Quais critérios devem ser usados para que determinado jogador vista a camisa 10 de uma equipe? A pergunta se faz necessária, principalmente porque a mística, aqui no futebol brasileiro, começou meio que por acaso. Até a Copa de 1958, quem a vestia jogava no meio de campo, mais pelo lado esquerdo. O cabeça-de-área ficava com a camisa 5; na meia-direita jogava o 8; e a camisa 10 era do meia-esquerda. Mas os deuses do futebol resolveram interferir na história e, até hoje, por motivos não confirmados, Pelé, o garoto convocado para a Copa de 58, ficou com a 10. E a partir dali a gente já conhece a história.
A camisa 10 virou a do craque do time. Mas é bem verdade que outros craques usaram outros números, em especial no exterior, onde vemos outras numerações com a mesma idolatria. Mas vamos ficar aqui no Brasil. Principalmente porque, no último fim de semana, o Flamengo, clube mais popular do país, indicou que, em 2023, o atacante Gabriel Barbosa, o Gabigol, ou Gabi, vai usar a camisa que um dia foi imortalizada por Zico.
Domingo passado (13), no programa No Mundo da Bola da TV Brasil, questionei a escolha. Não pela qualidade do jogador, que marcou gols decisivos nas duas Copas Libertadores (2019 e 2022) que o Flamengo conquistou. Mas sim pelo comportamento, e me baseei na imagem do evento comemorativo feito pelo clube, em que Gabigol já subiu no trio elétrico sem camisa, ao contrário de todos os demais jogadores.
A discussão esquentou nos dias seguintes na redação, com telespectadores e com amigos. Opiniões favoráveis e contrárias. Resolvi estender para cá. E vou recorrer ao histórico do clube.
Pelos motivos originais, Evaristo de Macêdo e Dida vestiram a camisa 10 do Flamengo. Zico, que jogava na mesma posição, foi um herdeiro natural, mas também fez e muito por merecer a camisa, que transformou num ícone, como Pelé no Santos e na seleção brasileira. Depois dele, vários foram “escalados” para a função, incluindo Sávio, Petkovic, Renato Augusto, Adriano Imperador, Ronaldinho Gaúcho e, mais recentemente, Diego Ribas.
Como se vê, perfis distintos e, se eu tivesse de colocar em ordem os que mais bem souberam usar a 10 colocaria Petkovic, Adriano e Diego. Esse último, principalmente, por ter abraçado a causa rubro-negra em 2016, e ser um dos líderes no projeto que hoje está solidificado.

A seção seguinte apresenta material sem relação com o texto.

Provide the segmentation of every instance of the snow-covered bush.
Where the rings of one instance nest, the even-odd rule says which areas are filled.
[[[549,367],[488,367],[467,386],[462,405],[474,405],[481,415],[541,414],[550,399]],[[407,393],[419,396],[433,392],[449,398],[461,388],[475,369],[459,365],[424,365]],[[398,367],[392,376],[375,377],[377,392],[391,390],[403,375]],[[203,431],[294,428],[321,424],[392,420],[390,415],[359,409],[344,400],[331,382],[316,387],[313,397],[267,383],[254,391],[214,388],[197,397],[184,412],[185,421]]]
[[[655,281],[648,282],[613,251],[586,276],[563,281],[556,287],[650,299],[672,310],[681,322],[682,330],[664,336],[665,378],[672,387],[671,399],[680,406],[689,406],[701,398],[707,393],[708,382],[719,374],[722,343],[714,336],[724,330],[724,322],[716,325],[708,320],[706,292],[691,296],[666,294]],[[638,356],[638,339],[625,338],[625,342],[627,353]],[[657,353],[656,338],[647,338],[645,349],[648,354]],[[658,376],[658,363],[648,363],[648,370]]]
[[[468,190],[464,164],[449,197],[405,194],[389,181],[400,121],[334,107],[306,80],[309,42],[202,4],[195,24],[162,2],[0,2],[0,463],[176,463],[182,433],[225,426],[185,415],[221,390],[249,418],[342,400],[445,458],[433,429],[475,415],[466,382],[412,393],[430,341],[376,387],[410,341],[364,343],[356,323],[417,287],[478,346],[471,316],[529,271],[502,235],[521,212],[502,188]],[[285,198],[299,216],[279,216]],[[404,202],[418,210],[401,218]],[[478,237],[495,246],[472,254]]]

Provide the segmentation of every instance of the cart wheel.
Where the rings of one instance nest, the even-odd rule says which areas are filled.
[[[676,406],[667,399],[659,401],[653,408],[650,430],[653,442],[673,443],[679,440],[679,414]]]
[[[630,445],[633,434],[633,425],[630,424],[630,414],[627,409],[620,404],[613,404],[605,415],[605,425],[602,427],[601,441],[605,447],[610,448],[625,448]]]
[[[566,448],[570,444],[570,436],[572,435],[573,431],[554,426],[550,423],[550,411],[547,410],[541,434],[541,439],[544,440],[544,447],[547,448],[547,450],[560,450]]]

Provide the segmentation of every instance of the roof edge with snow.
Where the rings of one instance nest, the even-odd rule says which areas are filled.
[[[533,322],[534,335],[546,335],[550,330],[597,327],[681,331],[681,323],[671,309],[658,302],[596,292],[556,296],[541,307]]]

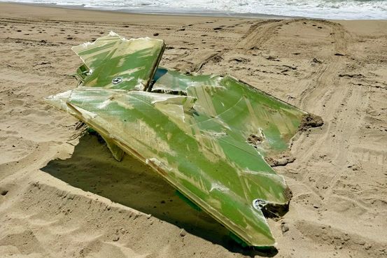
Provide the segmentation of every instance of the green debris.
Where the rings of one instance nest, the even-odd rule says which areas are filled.
[[[125,152],[148,164],[242,242],[274,245],[262,208],[288,205],[289,190],[264,157],[288,148],[306,113],[229,76],[157,69],[164,48],[112,32],[74,47],[80,86],[45,101],[98,131],[117,160]]]

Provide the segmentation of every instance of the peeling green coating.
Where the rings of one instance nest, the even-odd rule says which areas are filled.
[[[155,71],[160,45],[149,50],[153,59],[130,45],[125,52],[134,63]],[[107,62],[106,55],[100,57]],[[86,77],[82,87],[45,101],[97,131],[116,158],[122,149],[147,164],[248,245],[275,245],[262,208],[288,203],[288,187],[264,157],[288,148],[304,113],[227,76],[183,75],[160,68],[154,77],[140,76],[153,78],[153,85],[115,87],[94,74],[104,65],[100,59],[87,64],[94,69],[88,76],[99,78],[92,87],[84,87],[94,81]]]

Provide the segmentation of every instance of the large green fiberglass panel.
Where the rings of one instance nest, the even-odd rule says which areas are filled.
[[[102,65],[90,60],[95,71]],[[274,245],[262,210],[286,205],[289,194],[265,157],[287,149],[305,113],[227,76],[159,68],[150,78],[148,91],[102,83],[46,101],[97,130],[117,159],[123,150],[150,166],[248,244]]]
[[[77,71],[83,86],[145,90],[164,49],[164,41],[126,39],[114,32],[72,48],[83,61]]]

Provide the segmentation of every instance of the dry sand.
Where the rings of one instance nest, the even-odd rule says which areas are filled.
[[[76,120],[70,48],[113,30],[168,45],[162,64],[228,73],[324,120],[275,169],[293,192],[277,249],[225,230]],[[157,16],[0,4],[0,257],[386,257],[387,21]],[[181,229],[184,229],[183,230]]]

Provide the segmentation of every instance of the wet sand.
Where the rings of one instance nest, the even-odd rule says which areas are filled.
[[[111,30],[165,40],[162,66],[230,73],[321,116],[269,220],[276,249],[243,249],[147,167],[41,101],[74,88],[70,48]],[[0,4],[0,257],[384,257],[387,21],[150,15]]]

A história dos outros dois se mistura. Pet era o 10 em 2001, naquele famoso gol de falta em cima do Vasco. E também era em 2009, quando Adriano foi contratado. O Imperador queria a 10, mas numa votação pela internet a torcida deu a ele a camisa 9. Só que, por opção mercadológica, o voto do torcedor prevaleceu por poucos jogos. Adriano vestiu a 10, e a Petkovic coube a 43.

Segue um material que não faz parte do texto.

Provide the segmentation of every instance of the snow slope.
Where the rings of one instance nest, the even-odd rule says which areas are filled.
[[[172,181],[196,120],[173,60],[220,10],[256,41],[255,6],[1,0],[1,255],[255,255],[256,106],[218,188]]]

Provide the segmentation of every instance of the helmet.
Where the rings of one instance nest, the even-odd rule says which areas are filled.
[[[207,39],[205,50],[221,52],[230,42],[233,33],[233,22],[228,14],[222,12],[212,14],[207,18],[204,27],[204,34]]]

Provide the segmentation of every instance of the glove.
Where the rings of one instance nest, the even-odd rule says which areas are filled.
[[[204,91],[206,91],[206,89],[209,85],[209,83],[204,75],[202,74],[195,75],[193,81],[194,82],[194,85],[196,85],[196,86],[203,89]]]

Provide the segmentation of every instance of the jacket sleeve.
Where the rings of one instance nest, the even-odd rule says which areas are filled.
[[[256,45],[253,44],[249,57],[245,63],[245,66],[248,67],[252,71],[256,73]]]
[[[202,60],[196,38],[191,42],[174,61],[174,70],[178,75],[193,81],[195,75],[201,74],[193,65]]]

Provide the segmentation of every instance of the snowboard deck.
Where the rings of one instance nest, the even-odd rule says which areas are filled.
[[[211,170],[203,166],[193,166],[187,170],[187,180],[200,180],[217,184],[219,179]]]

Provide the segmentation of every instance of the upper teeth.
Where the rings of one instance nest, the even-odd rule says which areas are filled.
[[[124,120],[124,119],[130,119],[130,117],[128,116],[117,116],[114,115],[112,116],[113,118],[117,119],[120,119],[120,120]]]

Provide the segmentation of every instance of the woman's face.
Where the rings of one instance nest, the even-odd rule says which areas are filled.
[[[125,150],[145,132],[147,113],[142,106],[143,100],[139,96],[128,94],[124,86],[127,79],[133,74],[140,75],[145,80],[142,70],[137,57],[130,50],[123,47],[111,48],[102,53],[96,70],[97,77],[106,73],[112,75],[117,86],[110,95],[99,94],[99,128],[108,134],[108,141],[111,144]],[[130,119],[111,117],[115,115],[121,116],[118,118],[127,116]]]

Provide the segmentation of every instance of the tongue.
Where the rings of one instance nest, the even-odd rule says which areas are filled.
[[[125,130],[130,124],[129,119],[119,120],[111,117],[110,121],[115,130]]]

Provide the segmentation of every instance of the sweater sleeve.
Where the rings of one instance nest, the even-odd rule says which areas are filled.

Se hoje houvesse uma votação entre Gabigol e Arrascaeta, quem seria o mais votado para vestir a 10? Eu escolheria o uruguaio, até porque o Flamengo teve outros grandes artilheiros decisivos, como Nunes, e que honraram a camisa 9, legítima dos atacantes. Adriano vestiu a 10, mas a favor dele pesavam o fato de ter surgido na base rubro-negra, ter sido titular da seleção brasileira numa Copa do Mundo e também por ser, até hoje, um ídolo no exterior.
E o Gabigol? Sem dúvida alguma é um dos maiores ídolos do futebol do Flamengo. Isso é inegável. Está na história como um legítimo camisa 9. Isso não basta? Vamos lembrar que, no Brasil, Romário, Ronaldo e Bebeto entraram para a galeria de ídolos da seleção usando outras camisas. Gabigol também vestiu a 10 de Pelé no Santos, assim como Petkovic e Diego Ribas. Se isso vale como currículo, posso levar em consideração. Mas como sou da antiga e não me deixo levar apenas pelo comportamento midiático dos jogadores, digo que ele precisa se ajustar ao que se exige de um legítimo 10. E o comportamento fora de campo, e nos eventos do clube, faz parte desse portifólio.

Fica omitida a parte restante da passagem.